Do Ho Suh: Perfect Home 21st Century Museum, Kanazawa, Japan. Polyester fabric, metal armature, 420 x 7239 x 244 cm. Installation view
Artist Do Ho Suh has made a monumental emperor’s robe from thousands of soldiers’ dog tags and precariously perched a fully furnished house on the edge of a roof seven stories up. He has used his personal history of wearing uniforms—from schoolboy to soldier—as the basis for a self-portrait, and set an army of tiny figurines under a glass floor, inviting viewers to walk on the artwork without necessarily even realizing it.
Suh says: “Everything starts from an idea of personal space—what is the dimension of personal space, what makes a person a person, and when does a person become a group?
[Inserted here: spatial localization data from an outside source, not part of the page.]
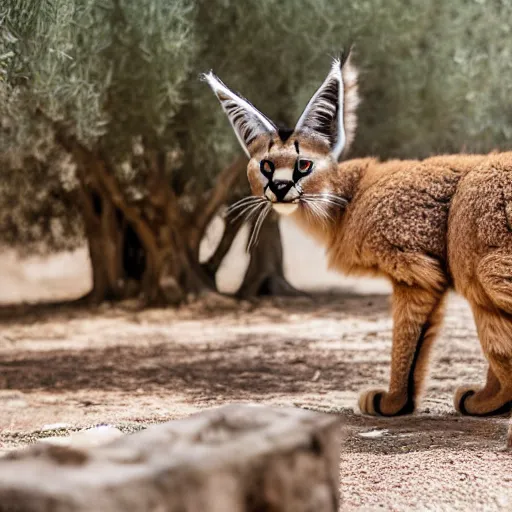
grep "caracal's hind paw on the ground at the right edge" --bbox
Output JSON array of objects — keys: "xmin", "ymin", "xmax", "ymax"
[{"xmin": 453, "ymin": 386, "xmax": 512, "ymax": 416}]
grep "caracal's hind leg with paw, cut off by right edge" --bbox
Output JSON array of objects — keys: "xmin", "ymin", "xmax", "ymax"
[{"xmin": 454, "ymin": 251, "xmax": 512, "ymax": 416}]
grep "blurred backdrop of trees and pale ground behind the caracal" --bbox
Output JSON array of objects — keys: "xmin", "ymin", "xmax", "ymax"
[{"xmin": 0, "ymin": 0, "xmax": 512, "ymax": 305}]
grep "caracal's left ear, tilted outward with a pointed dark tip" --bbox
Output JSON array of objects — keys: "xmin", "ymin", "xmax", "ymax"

What is interpersonal space—space between people?”
Do Ho Suh asks questions in his work. I think the most interesting approach for us, the viewers, are to do the same, ask these questions – and others – to the work, and to ourselves. The point is not to find an answer, but the process of discovering new insights as we go along.
In my work, I can let other people see things differently …
Do Ho Suh: Perfect Home, 21st Century Museum, Kanazawa, Japan (detail)
Do Ho Suh: b. 1962 in Seoul, Korea. Educated in Korea and USA. Extensive exhibition activity, including the Venice biennial 2001, Sidney biennial 2002 and Istanbul bienniale 2003. Solo exhibitions among others at the Whitney Museum, N.Y. 2001, the Artsonje Center in Korea 2003 and Serpentine Gallery, London 2005. Represented in a number of public collections, including MOMA, S. Guggenheim and Walker Art Centre. Art project for the Public Art Fund in N.Y 1998-2000. Suh is represented by the Gallery Lehmann Laupin in New York.